Grid Search Patent Awarded to United Devices

Computer grid solutions developer United Devices has been awarded a federal patent that covers the use of grids in network site content indexing, the company announced August 23. UD said the search method is a big step forward toward getting search results yielding no dead links.

The company said they developed the technique after realizing Internet page growth rate, change rate, and proliferating rich media types couldn’t be indexed reliably and in timely fashion with conventional computing structures. They said combining grid techniques with top search algorithms could mean the most up-to-date indexes while letting all media types be included in search results.

"Consider being able to perform a search that never returns a dead link. Or performing a search on breaking news that actually returns relevant and up to date information," says UD founder/president Ed Hubbard.

"This technology will even make it possible to search video data types for specific mentions of a company or product name and find the relevant clips because there will be enough computational power to perform speech-to-text extraction of the video's audio stream,” Hubbard continued. “When Grids are coupled with cutting edge search all of this is achievable."

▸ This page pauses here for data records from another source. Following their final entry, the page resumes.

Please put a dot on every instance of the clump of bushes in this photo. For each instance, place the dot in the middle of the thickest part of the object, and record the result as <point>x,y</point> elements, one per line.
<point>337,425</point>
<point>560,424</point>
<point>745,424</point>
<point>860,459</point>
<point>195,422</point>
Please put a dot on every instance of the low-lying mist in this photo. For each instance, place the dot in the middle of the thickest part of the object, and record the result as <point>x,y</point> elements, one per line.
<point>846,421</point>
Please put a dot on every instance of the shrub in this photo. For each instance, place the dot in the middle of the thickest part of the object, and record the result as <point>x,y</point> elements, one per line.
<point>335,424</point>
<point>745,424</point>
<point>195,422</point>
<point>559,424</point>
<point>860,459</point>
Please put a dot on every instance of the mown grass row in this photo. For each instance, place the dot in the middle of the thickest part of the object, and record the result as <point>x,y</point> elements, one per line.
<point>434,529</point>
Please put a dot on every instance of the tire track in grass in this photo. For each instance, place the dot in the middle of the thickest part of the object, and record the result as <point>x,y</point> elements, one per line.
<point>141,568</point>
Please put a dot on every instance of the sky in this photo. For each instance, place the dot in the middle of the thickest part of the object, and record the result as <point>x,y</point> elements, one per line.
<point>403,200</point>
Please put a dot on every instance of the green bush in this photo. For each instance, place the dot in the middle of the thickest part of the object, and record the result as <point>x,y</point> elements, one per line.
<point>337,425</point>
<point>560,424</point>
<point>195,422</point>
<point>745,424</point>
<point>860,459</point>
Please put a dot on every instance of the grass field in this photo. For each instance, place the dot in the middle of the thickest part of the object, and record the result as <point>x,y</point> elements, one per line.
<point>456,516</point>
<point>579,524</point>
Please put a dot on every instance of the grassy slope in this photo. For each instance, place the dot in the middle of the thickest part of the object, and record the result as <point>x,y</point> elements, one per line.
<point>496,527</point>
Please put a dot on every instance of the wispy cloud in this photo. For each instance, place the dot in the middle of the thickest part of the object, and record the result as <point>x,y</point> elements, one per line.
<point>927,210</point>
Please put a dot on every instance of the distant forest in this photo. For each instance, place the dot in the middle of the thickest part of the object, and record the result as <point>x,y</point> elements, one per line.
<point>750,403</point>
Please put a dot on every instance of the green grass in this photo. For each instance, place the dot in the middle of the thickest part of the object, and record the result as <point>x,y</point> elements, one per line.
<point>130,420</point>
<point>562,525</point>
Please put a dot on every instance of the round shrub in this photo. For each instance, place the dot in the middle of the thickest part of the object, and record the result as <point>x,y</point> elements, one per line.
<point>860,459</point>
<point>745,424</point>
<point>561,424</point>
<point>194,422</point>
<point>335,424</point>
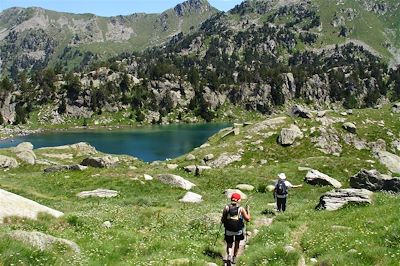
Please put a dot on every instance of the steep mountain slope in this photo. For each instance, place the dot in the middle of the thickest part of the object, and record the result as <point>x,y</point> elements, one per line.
<point>258,56</point>
<point>33,37</point>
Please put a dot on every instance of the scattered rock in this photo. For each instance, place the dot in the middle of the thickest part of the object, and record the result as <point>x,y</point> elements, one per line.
<point>8,162</point>
<point>350,127</point>
<point>61,156</point>
<point>42,241</point>
<point>225,159</point>
<point>315,177</point>
<point>374,181</point>
<point>271,123</point>
<point>190,157</point>
<point>300,111</point>
<point>390,160</point>
<point>100,193</point>
<point>228,193</point>
<point>379,145</point>
<point>175,180</point>
<point>100,162</point>
<point>107,224</point>
<point>338,198</point>
<point>79,149</point>
<point>328,142</point>
<point>245,187</point>
<point>24,151</point>
<point>191,197</point>
<point>354,140</point>
<point>289,135</point>
<point>58,168</point>
<point>14,205</point>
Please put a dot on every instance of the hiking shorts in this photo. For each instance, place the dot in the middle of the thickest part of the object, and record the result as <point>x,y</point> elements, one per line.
<point>231,239</point>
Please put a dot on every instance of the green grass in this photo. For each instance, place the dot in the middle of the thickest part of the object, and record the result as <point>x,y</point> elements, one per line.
<point>151,227</point>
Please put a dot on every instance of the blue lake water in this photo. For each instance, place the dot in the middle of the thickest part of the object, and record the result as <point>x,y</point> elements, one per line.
<point>147,143</point>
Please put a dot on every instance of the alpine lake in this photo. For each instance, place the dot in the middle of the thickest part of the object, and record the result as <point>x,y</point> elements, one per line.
<point>149,144</point>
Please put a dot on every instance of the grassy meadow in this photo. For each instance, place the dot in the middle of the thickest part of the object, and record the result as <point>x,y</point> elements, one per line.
<point>151,227</point>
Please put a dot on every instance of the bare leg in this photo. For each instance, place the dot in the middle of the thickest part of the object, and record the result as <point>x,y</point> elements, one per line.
<point>228,249</point>
<point>236,248</point>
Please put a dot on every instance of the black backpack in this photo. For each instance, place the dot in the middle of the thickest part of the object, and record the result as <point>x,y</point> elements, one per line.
<point>233,220</point>
<point>281,188</point>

Software venture capital fund Constellation Ventures said the UD vision of grid computing and top search algorithms shows the ultimate search engine is still very early on in discovery and development. "This patent proves,” said Constellation managing director Virginia Turezyn, “there is a tremendous amount of innovation still to come from combining Grid computing techniques with other mainstream technologies."

UD’s own Grid MP platform gathers computing resources onto a network for workstation, cluster, and data center grids able to run broad high-performing computing applications over several industries including manufacturing and financial services.